Jessica Davis, a woman who is eight months pregnant, said she feels every test should be voluntary. She said tests regarding birth defects and retardation are completely up to the mother. “They’re voluntary because you have to live with the consequences,” Davis said.
Davis said if she had reason to think that her child would have serious birth defects, she would want to know, but would still want to be asked before getting tested. She said performing an HIV test without the person’s consent is never justified.
Billie O’Brien, a nurse at Mercy Hospital in Coon Rapids, recently found out she was pregnant with her second child. She said she personally does not care if the test is mandated because there are already a number of tests performed without the patient knowing.
“The general public really doesn’t know what they’re being tested for,” O’Brien said.
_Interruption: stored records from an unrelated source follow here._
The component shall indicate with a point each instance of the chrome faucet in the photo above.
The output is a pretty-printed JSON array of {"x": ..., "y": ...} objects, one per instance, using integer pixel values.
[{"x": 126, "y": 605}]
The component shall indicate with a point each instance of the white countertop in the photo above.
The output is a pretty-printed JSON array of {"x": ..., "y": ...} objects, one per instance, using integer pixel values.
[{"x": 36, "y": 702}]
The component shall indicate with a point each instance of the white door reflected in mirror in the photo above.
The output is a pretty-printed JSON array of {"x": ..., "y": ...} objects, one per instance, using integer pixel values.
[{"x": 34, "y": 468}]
University epidemiologist James Rothenberger said he himself has twice been tested for HIV without prior consent. He said some experts estimate up to one-third of all HIV tests are performed without initial consent from the tested party. He said the vast majority come up negative, so no harm is done.
Is the treatment safe?
Many doctors question the safety of administering AZT to unborn and newborn children. Rothenberger said that experts still have no long-term studies regarding the safety of the drug on the children.
“The assumption is that it’s more risky for a child to have AIDS,” he said. “It’s a very powerful drug to give during pregnancy.”
Kahn said he would wait to mandate testing until the effects of the treatment were better understood. “When it becomes compelling that we can really make the offspring better off, so we can prevent infection from occurring, then we go to mandatory testing.”